Боже мой, это наш любимый «волшебный фонарь»! – Тася подняла лицо к потолку, где на бронзовых зеленых цепях висел светильник в свинцовой оплетке, собранный из разноцветных стекол. – Вера, ведь он висел над роялем, ты помнишь? Мы всегда, даже днем, зажигали его, играя в две руки полонезы Шопена. Нам казалось, что светильник начинает переливаться, наполняется то золотым, то зеленым, то синим. Мой поклонник, немец-студент фон Штаубе, говорил, что, когда мы играем, в светильнике начинает звучать «музыка сфер».

Она поискала на стене выключатель. Зажгла светильник и стояла под ним восхищенно, воздев к нему руки, словно молилась на волшебное, загоревшееся над ее седой головой светило, прислушиваясь к таинственным, витавшим под потолком звучаниям.

– Это чудо какое-то! А эта тумбочка, она стояла в гостиной! Как-то вечером, когда шел дождь, было сумрачно, все попрятались по комнатам. Наш огромный дом затих, и мне стало так печально и одиноко, что я прокралась в гостиную, сжалась в комочек у тумбочки и думала о том, как умру. Было так горько знать, что навсегда исчезну и меня никогда не будет. Отыскала подушечку со швейными иголками и острием нацарапала на тумбочке свое имя, словно желая увековечить. Боже мой, да вот же оно!

Тася тронула большой, пухлой, перевитой венами рукой ореховое дерево тумбочки, и от ее прикосновения проступили тонкие буквы. Усталая старческая рука утончилась, засветилось хрупкое девичье запястье, и в тонких пальчиках драгоценно блеснула игла.

Коробейников с благоговением наблюдал обряд поклонения фетишам, каждый из которых отзывался звуком, свечением, едва уловимым колебанием, признавая в Тасе ее подлинность, достоверность, сообщая другим, присутствующим при обряде, что эта престарелая дама в иноземных нарядах, явившаяся из иного уклада и времени, является не мнимой, а истинной родственницей, связана с остальными священными узами рода, поклоняется, как и они, деревянным идолам и богам из ореха и красного дерева, молится священным сосудам и вазам, светильниками и лампадам.

– Зеркало, милое, дорогое! – Она подошла к подзеркальнику, над которым в старой высокой раме сияло тусклое серебряное стекло.
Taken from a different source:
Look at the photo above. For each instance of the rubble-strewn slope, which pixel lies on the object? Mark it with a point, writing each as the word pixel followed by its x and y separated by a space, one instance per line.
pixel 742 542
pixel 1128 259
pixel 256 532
Приблизила одутловатое лицо, в складках, припорошенное мертвенной пудрой, окруженное ненатуральной, голубоватой сединой. – Как я любила в него смотреться! Расчесывать волосы костяным гребнем! Прикреплять к груди белый бант! Перед тем как идти на свидание к фон Штаубе, целый час проводила перед этим зеркалом, примеряя поочередно сто разных платьев! Как я люблю тебя, милое зеркало!

Она приблизила губы к стеклянной грани, где застыла холодная сочная радуга, и поцеловала стекло. Затуманенное ее дыханием, зеркало вдруг отразило прелестный девичий лик с сияющими очами, кокетливой милой улыбкой, белый шелковый бант на невинной робкой груди.

Все зачарованно смотрели на Тасю, любя, сострадая, принимая ее в свой поределый круг, куда она стремилась, пересекая океаны и континенты, преодолевая необозримое пространство порознь прожитых лет.

– Что же я сижу! – спохватилась она. – Привезла вам подарки!

Она кинулась к чемодану, величественному, кожаному, с распухшими боками, на котором медные застежки, красивые замки, крохотные колесики свидетельствовали о добротном, продуманном, устоявшемся укладе. Прохрустела запорами, откинула крышку, и оттуда выдавилось и распустилось нечто пушистое, мягкое, золотисто-горчичного цвета.

– Тетя Настенька, я подумала, что тебе среди наших русских холодных зим будет очень кстати эта теплая кофта. Настоящая австралийская овечья шерсть, отлично выделанная!

Она выхватила из чемодана легкое, почти невесомое изделие. Держа за рукава, опустила кофту на колени бабушки, и та благодарно поймала и поцеловала ей руку. Светилась маленькими лучистыми любящими глазами:

– Какая ты чуткая, душевная… Тасенька моя дорогая!..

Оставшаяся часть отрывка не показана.